Muero cada amanecer porque un
maldito fiscal del distrito lo ha arreglado todo para que yo vaya a parar con
mis huesos en la cárcel. La corrupción está entre los que mandan y mi profesión
de periodista que dice la verdad molesta a todos. Han muerto tres personas y se
me culpa. Intento que nada me afecte pensando que la cárcel es solo un estado
temporal a pesar de que me han condenado a veinte años y un día. Pero esto
acaba con cualquiera. No se puede hablar salvo en las horas de patio. Hay que
trabajar todo el día en un telar de algodón que se enreda, que corta las manos,
que se atasca y que hay que engrasar todos los días. Como alguien no haga algo
pronto, no saldré de aquí nunca.
Muero cada amanecer porque he
conocido a muchas personas malvadas, deseosas de dar rienda suelta a su
ambición y, sin embargo, aquí, en la cárcel, he encontrado a un mafioso de
cierta categoría que es capaz de dar lo mejor de sí mismo por mí. Y eso no es
corriente. Es una contradicción vital. Es un hombre malo que, en algún lugar de
su corazón, guarda un resquicio de gratitud y quiere pagar demostrando mi
inocencia. Todo lo que yo tengo que hacer es denunciarle por un crimen. Y
entonces todo se aclarará. El maldito fiscal del distrito ha nombrado a uno de
sus secuaces como jefe de la junta de libertad condicional. Jamás saldré de
aquí por esa vía. Y sigo muriendo, día tras día, esperando que alguien se fije
en mi caso y se dé cuenta de que soy inocente. La cárcel me ahoga.
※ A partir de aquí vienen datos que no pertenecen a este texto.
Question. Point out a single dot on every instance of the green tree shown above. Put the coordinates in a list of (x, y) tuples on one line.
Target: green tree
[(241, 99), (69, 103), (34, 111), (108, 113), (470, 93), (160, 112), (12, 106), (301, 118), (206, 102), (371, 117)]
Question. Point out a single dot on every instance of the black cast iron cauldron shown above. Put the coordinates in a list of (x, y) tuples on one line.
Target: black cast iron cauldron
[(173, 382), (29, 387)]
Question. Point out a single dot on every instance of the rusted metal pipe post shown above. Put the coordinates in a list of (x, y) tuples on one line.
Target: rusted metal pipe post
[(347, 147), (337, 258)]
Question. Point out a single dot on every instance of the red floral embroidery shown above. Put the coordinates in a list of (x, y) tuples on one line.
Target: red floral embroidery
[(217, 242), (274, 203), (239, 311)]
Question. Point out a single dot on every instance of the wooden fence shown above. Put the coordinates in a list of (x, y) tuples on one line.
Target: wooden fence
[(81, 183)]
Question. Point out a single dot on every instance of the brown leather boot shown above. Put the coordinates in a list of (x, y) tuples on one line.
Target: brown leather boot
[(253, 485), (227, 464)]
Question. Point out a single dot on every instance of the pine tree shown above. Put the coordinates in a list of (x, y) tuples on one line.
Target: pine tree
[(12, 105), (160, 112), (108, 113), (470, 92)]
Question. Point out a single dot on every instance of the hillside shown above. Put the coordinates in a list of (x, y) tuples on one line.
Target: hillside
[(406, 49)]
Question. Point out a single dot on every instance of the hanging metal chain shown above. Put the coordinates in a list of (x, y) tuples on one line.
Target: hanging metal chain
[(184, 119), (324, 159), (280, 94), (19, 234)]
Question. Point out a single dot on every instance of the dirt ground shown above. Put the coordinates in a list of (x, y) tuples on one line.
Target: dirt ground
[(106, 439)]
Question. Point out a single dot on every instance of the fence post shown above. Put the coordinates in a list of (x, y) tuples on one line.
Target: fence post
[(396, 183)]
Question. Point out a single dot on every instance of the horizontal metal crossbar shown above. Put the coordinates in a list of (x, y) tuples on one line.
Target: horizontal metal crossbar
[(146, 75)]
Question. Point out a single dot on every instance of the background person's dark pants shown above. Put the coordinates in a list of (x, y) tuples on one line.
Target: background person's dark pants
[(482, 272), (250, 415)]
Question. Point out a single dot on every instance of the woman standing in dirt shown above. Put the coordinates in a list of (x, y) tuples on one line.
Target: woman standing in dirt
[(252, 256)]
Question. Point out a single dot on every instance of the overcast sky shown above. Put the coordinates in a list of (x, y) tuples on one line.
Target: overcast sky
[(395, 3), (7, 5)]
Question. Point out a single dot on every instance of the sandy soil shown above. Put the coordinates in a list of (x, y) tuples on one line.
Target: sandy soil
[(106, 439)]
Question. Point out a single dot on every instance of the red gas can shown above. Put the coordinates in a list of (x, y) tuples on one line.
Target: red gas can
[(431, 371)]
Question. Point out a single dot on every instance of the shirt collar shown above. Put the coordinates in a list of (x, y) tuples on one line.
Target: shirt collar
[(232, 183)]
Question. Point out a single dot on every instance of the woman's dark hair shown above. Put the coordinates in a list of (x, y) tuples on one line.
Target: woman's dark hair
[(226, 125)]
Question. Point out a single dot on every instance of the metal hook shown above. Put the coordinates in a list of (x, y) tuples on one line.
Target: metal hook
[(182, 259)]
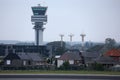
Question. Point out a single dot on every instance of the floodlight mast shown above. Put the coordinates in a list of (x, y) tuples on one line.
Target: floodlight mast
[(39, 19)]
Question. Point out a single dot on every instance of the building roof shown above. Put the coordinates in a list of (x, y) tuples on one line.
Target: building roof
[(90, 54), (70, 56), (24, 56), (113, 52), (105, 60), (11, 56)]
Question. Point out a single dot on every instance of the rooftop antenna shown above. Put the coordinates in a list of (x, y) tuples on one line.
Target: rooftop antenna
[(61, 35)]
Muero cada amanecer porque tengo
una chica ahí fuera esperándome. Es otra periodista. Es inteligente y tiene
empuje. Llora por mí todos los días y yo la quiero. Pero es inútil. Tiene que
jugar algunas cartas con astucia para que el mafioso se decida a aclarar el
crimen del que se me acusa. Ella lucha mientras yo espero. Y la espera me mata
porque el algodón es aburrido, insoportable, pesado y odioso. Los guardias de
esta prisión son viciosos de la crueldad. Les gusta humillar a todos. Alguno
muere por su culpa. Y ellos no tienen conciencia. En realidad, si lo pienso un
poco, ellos son los prisioneros y yo soy el hombre libre. Y no puedo quitar de
mi vista estos barrotes que me encierran y me enmudecen. Muero porque la verdad
no la quiere conocer nadie. Muero por una libertad que no llega.
Muero cada amanecer porque el día
se hace eterno y la noche es demasiado silenciosa. Cuando te encadenan en la
celda de castigo te obligan a estar de pie todo el día, a comer de un plato
como si fueras un perro, a dejar de ser hombre. Tortura. Para librarme de ella
solo tengo que morir y, no obstante, cada amanecer se presenta un nuevo día en
el que hay menos esperanza y solo una promesa de repetición. No es fácil morir
todos los días.
Muero cada amanecer supuso la primera nominación al Oscar para
James Cagney. Y no hacía ningún papel de asesino, ni de ladrón, ni de hombre
hecho a sí mismo que se salta todas las leyes para construir un imperio. Solo
era un periodista que fue encarcelado por decir la verdad. Y a punto estuvo de
convertirse en un hombre malo. Dirigida por William Keighley, la película
retrata la vida en la cárcel para un inocente. Con sus días repetidos, sus
pactos secretos, sus veladas amenazas, sus certezas vigiladas y su silencio
arrinconado. Es como para morir cada amanecer.